A vital yet often overlooked step in addressing letters with attention sections is reviewing the details closely for errors. When someone is delivering your letter, one small misspelling or incorrect detail may mean that your letter either gets delivered to the wrong person, or never actually reaches the intended recipient. Cross-reference what you've written with the recipient's delivery information to make sure that everything is correct before sending.

Attention section template

Here's a template of the attention message on the front of an envelope:

ATT: [Recipient's name]
Re: [Topic of the letter] (Optional)
[Recipient's department] (Optional)
[Company name]
[Street address]
[City, province, postal code]
[Country] (If sending overseas)

Attention section example

Here's a helpful example of attention sections in two scenarios:

Example 1

Here's an example where the sender knows the recipient's name, and they're continuing ongoing correspondence about budget cuts:

ATTN: Margaret Shen
Re: Budget cuts
Simon Bridges Finance
Unit 2a, 123 Walkerson Lane
Missasauga, ON, L4T 0A1

Example 2

Here's an example of an attention section written to send a letter of inquiry to an unknown hiring manager:

ATTN: Hiring manager
Re: Inquiry of employment opportunities
Peak Brain Media
123 Baskerville Street
Edmonton, AB, T5A 0A1

Related: What Is a Letter of Employment (Definition and Samples)

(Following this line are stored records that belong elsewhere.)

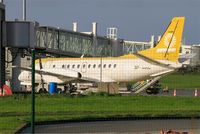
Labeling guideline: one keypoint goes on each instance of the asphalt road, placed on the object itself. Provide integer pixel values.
(178, 93)
(130, 126)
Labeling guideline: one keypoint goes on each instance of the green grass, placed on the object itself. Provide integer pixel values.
(15, 110)
(180, 81)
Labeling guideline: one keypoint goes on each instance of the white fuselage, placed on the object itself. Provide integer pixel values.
(112, 70)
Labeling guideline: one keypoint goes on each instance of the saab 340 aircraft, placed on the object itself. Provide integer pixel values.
(142, 65)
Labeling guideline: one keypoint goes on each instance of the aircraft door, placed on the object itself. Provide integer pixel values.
(84, 67)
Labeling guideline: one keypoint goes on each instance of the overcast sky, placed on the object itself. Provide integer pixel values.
(135, 19)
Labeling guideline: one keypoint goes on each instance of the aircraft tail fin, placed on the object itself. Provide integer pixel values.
(169, 45)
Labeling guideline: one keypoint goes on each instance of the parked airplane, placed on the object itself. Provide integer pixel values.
(142, 65)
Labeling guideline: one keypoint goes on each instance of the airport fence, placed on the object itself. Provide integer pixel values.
(51, 93)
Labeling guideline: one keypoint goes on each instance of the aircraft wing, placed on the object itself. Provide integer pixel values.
(162, 73)
(149, 60)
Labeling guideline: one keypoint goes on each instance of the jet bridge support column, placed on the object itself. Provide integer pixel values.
(2, 49)
(15, 83)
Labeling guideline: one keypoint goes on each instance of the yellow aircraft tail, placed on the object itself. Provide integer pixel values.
(169, 45)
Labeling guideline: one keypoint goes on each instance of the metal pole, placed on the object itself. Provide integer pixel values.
(24, 10)
(33, 94)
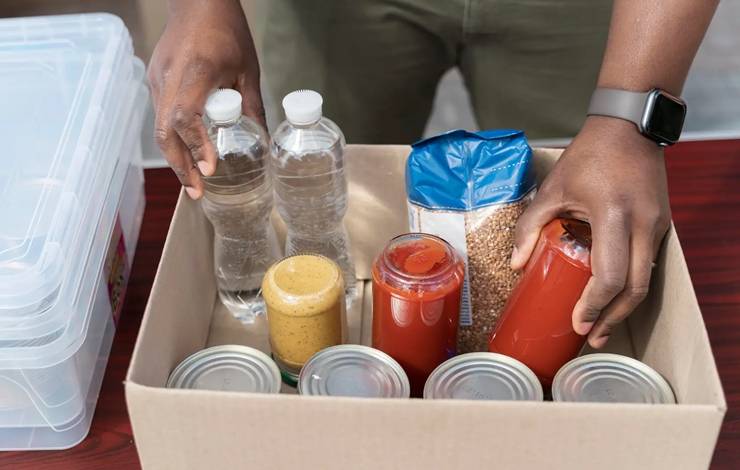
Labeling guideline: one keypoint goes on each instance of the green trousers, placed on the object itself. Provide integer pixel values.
(527, 64)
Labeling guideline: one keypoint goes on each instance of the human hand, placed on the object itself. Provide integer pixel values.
(614, 178)
(206, 45)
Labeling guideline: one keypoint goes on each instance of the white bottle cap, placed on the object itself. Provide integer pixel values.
(302, 107)
(223, 105)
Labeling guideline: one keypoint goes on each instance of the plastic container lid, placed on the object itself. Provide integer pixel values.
(302, 107)
(64, 80)
(224, 105)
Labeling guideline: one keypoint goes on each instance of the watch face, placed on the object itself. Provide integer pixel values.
(666, 120)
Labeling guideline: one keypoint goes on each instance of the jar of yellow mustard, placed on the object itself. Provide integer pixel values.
(304, 295)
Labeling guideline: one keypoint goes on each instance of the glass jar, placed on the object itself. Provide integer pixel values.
(304, 295)
(417, 282)
(536, 326)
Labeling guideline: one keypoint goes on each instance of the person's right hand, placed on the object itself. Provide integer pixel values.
(206, 45)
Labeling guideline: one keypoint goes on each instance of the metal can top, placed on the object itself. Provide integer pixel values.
(230, 367)
(483, 376)
(610, 378)
(352, 370)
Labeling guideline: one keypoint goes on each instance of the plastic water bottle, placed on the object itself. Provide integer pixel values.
(238, 202)
(310, 184)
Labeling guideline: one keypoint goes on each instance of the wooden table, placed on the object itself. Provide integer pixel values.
(704, 182)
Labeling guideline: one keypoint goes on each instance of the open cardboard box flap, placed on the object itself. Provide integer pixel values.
(204, 429)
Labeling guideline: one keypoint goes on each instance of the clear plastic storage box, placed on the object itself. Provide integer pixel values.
(71, 203)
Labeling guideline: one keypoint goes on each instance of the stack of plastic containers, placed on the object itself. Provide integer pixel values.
(71, 202)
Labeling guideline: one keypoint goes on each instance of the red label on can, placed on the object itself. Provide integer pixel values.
(117, 271)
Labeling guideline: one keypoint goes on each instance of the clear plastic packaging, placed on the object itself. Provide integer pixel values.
(470, 189)
(238, 202)
(310, 183)
(71, 193)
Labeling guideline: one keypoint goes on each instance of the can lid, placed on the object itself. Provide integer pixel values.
(302, 107)
(610, 378)
(230, 367)
(352, 370)
(483, 376)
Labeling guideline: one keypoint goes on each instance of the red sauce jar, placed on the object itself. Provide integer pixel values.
(536, 324)
(417, 282)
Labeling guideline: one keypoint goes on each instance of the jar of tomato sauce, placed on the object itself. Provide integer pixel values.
(536, 326)
(417, 282)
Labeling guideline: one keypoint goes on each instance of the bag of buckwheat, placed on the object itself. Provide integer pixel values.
(470, 188)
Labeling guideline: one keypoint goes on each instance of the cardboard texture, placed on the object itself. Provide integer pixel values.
(184, 429)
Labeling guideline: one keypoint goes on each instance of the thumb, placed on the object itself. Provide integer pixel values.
(252, 100)
(536, 216)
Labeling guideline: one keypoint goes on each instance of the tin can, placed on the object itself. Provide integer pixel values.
(305, 300)
(483, 376)
(351, 370)
(231, 368)
(610, 378)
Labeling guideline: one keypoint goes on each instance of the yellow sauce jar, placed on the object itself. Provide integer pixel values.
(304, 295)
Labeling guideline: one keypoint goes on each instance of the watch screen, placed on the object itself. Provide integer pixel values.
(667, 119)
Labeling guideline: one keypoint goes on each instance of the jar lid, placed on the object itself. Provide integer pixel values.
(418, 259)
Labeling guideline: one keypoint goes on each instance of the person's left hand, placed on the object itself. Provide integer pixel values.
(614, 178)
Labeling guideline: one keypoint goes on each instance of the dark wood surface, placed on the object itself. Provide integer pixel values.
(704, 180)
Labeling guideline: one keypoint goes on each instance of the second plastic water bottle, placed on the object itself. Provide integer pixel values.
(238, 202)
(310, 184)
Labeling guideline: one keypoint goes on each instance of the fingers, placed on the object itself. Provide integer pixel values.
(609, 267)
(537, 215)
(635, 289)
(252, 106)
(178, 156)
(187, 121)
(179, 129)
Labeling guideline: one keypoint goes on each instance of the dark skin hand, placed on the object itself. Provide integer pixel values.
(613, 177)
(206, 45)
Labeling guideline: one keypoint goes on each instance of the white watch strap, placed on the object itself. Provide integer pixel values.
(623, 104)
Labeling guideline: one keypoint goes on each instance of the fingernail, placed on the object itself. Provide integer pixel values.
(204, 168)
(599, 342)
(515, 258)
(192, 192)
(583, 328)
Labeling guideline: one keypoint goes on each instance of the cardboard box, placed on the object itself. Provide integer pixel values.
(196, 429)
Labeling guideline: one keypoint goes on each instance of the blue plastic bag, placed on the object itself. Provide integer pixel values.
(470, 188)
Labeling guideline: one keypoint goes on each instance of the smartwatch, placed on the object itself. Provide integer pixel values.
(657, 114)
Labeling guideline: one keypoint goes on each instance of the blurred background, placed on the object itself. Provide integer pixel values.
(712, 89)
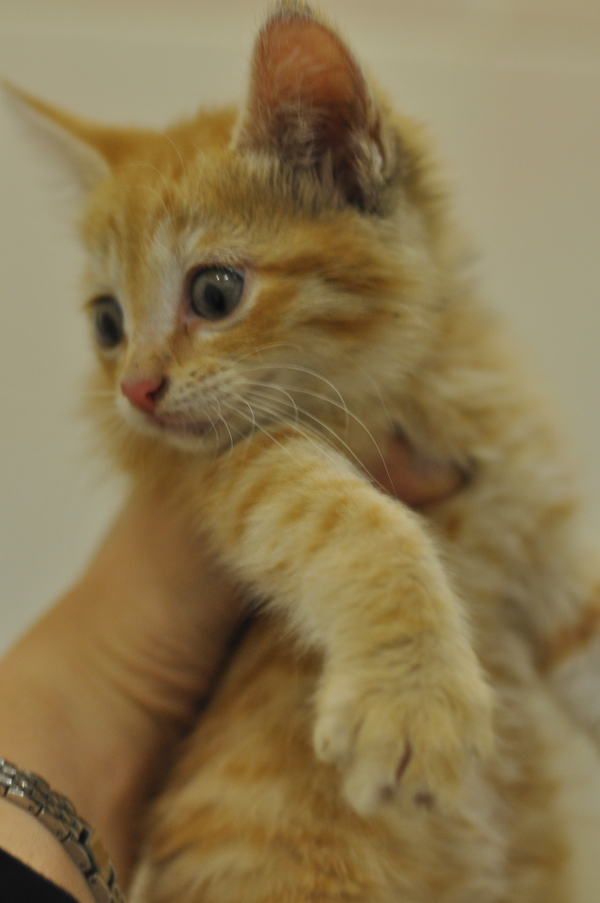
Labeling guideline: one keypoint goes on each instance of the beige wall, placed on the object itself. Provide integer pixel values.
(512, 91)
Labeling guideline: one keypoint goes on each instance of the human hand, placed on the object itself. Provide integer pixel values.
(112, 677)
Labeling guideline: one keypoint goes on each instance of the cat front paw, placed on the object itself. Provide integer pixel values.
(409, 732)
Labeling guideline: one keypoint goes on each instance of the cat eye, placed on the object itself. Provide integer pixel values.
(108, 322)
(215, 292)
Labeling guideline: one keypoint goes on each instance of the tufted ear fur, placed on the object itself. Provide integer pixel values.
(84, 152)
(310, 104)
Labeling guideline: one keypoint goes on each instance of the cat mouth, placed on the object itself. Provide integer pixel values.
(180, 427)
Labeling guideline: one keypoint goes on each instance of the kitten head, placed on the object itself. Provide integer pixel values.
(247, 269)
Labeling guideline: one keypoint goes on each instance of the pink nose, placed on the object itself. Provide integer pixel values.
(143, 393)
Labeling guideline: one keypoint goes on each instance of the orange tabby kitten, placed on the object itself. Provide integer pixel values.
(274, 294)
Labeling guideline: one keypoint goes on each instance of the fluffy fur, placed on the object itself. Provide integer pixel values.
(376, 737)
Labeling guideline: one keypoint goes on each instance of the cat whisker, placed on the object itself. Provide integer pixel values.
(261, 428)
(322, 425)
(214, 398)
(283, 417)
(266, 347)
(313, 373)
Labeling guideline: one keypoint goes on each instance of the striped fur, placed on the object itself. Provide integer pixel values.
(376, 737)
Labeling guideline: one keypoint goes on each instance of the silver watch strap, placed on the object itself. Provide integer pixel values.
(31, 793)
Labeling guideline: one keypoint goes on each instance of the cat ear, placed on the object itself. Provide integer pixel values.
(309, 102)
(74, 144)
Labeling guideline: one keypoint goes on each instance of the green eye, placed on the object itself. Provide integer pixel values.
(108, 322)
(215, 292)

Other times you can use an attention section

You can use an attention section in more instances than just written correspondence. An attention section can be helpful for sending a range of items whenever they're for specific recipients. Here are a few other times when writing an attention section can be helpful:

  • Sending a package someone is expecting: Often, when someone is expecting a package, or it's delivery is urgent, the sender writes an attention section. This allows the recipient to identify the package quickly, and for those responsible for delivering it, to expedite the delivery to the correct person.

  • When communicating with someone for the first time: If you're writing a letter to a new acquaintance, adding an attention section to your correspondence can make sure that the letter goes to them, rather than someone else in their department.

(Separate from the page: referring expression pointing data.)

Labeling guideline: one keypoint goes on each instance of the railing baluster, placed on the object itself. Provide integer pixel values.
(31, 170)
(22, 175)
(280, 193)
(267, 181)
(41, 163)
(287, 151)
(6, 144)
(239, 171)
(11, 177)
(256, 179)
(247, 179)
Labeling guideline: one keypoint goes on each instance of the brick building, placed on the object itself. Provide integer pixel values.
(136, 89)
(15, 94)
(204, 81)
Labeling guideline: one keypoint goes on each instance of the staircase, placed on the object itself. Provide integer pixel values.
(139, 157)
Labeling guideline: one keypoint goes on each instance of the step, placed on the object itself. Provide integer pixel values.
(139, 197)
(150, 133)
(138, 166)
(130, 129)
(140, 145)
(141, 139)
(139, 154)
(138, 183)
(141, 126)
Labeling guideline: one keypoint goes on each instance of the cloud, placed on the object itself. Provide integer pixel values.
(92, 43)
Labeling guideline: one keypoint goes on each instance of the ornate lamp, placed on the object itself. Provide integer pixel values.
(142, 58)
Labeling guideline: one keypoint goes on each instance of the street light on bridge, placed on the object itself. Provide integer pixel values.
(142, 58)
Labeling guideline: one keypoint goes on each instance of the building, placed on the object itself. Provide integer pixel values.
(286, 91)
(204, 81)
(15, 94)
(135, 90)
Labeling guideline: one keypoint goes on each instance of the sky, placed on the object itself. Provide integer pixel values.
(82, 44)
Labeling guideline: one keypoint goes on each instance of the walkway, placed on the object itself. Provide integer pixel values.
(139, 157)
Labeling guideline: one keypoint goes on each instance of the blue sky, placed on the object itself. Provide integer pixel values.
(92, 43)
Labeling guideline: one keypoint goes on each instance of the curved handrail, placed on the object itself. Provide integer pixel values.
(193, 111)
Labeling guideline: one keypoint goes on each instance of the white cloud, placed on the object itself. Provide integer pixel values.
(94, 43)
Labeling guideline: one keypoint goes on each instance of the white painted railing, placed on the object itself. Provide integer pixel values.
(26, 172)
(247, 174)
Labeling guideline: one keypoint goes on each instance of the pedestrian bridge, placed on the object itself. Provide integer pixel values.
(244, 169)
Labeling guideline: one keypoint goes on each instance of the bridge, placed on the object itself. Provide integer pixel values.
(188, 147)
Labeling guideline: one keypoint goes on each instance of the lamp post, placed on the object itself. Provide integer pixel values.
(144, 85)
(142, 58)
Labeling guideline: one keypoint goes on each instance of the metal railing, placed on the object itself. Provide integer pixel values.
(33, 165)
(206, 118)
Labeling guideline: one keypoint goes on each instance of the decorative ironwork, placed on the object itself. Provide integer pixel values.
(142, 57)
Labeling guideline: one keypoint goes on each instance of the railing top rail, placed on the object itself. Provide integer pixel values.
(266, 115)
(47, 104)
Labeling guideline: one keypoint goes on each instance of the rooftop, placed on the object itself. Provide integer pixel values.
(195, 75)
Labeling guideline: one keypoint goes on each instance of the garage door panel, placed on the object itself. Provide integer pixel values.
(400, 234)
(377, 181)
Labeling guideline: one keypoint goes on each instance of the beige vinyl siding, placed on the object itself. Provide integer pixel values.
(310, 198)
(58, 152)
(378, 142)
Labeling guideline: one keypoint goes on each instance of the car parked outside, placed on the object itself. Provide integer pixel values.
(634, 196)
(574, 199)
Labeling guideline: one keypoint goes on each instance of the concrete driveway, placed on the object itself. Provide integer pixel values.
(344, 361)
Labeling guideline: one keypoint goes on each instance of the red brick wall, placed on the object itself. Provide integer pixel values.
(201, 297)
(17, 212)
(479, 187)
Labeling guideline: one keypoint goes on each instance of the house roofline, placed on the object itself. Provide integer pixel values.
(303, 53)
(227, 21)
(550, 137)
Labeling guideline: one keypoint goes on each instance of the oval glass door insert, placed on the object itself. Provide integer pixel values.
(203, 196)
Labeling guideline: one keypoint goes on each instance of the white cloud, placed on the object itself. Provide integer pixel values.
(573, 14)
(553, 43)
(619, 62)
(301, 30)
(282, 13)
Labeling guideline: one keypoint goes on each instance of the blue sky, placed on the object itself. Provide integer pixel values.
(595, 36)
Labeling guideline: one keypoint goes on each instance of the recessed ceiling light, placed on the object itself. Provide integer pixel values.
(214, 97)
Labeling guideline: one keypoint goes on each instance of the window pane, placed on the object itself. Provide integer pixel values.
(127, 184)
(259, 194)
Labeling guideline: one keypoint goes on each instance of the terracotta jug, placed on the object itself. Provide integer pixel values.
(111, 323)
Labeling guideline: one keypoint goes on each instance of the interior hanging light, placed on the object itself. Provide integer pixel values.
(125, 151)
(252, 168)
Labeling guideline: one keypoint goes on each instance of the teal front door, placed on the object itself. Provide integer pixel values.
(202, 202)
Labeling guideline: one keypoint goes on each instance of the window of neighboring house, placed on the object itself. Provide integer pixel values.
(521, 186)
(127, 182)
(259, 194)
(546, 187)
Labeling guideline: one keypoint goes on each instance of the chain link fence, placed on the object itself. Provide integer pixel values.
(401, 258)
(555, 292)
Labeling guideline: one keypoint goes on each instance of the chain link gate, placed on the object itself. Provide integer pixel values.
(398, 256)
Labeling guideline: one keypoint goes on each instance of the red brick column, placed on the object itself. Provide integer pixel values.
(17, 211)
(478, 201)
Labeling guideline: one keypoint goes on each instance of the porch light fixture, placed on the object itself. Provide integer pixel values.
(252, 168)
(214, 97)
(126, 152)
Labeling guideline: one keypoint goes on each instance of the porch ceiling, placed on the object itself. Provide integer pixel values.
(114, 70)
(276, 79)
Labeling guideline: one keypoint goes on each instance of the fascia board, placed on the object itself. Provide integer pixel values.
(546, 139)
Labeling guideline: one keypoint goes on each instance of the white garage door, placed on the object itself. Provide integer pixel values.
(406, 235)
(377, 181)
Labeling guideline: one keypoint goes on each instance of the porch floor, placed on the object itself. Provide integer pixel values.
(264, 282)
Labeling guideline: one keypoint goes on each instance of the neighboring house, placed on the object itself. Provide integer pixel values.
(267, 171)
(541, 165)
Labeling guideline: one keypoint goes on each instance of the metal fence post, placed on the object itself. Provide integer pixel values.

  • When communicating directly with upper management: In many circumstances, senior members of staff have assistants to help them cope with their correspondence. Including an attention section can help to skip an assistant reading the letter and having it reach the recipient directly.

  • To reach a department rather than a person: Using an attention section can also help when you want to reach a department rather than a specific person. You can address the letter to a department when you need a whole team to receive the correspondence.

  • When returning documents or packages: No matter the reason for returning an item to someone who's sent it to you, you can write an attention section when sending it back. This ensures that it's brought to their attention that their delivery hasn't reached its target, and the item has returned to them.